Todd Carney’s lewd ‘bubbling’ photo has led to the best possible outcome: a lucrative job offer in the south of France.
Carney’s antics have scared off prudish Australian NRL clubs; however, they obviously pose no shock to the sexually liberated French. Now, Carney may get to see out his career in the southern French city of Perpignan, gorging himself on creamy brie and aromatic white wine – and his own urine, if he pleases.
I’m not sure whether the Catalan Dragons are familiar with Carney’s oeuvre – although I’m sure they’re doing some due diligence on the disgraced NRL star. And by due diligence, I mean a cursory flick through his Wikipedia page, which has so many alcohol references it may well have been penned by Charles Bukowski himself.

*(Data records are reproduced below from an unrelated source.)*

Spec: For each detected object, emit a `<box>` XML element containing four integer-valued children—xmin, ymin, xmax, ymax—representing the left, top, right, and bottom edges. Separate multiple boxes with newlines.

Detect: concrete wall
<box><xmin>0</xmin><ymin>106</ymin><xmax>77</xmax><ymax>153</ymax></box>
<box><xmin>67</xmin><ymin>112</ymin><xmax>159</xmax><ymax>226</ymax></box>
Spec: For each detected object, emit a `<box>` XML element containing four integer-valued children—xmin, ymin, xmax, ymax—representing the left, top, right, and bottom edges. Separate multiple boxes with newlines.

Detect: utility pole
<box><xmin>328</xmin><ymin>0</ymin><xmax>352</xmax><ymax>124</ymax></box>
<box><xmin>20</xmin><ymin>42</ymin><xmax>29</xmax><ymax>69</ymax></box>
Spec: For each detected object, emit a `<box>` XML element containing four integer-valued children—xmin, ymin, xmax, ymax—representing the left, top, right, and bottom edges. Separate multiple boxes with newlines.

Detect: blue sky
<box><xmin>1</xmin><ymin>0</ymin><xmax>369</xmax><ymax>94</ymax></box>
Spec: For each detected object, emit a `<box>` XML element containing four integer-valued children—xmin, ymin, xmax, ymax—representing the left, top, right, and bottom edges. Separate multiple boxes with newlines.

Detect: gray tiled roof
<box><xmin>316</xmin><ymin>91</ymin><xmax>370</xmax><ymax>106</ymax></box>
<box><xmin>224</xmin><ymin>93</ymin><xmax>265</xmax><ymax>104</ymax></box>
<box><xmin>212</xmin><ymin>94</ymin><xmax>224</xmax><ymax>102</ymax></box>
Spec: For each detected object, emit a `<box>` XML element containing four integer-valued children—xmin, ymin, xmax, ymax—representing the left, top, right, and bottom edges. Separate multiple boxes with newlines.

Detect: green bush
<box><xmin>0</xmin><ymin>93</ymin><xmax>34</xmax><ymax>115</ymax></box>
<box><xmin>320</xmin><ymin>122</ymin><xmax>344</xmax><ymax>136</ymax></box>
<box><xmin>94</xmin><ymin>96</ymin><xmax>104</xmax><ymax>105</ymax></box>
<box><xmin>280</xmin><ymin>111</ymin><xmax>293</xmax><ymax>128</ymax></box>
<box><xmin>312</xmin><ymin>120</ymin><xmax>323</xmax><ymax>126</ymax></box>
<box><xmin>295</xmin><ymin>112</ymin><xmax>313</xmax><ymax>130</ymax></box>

Europe is cashing in on Australia’s prudishness. Our
most fiendish greatest athletes are being offered lucrative opportunities abroad, having been exiled from the NRL for various victimless crimes (with the exception of Greg Bird, who also snared a gig at Catalan after glassing his missus then blaming it on his best mate).
Even the Brits took a punt on Joel Monaghan, who was forced to flee the Raiders after a photograph emerged of him simulating a sex act with a dog on Mad Monday.
If pissing in your mouth led to a rumoured contract in the south of France, just a hop, step and a jump from the snow-capped Pyrénées, then I’d be fucking tempted, let me tell you.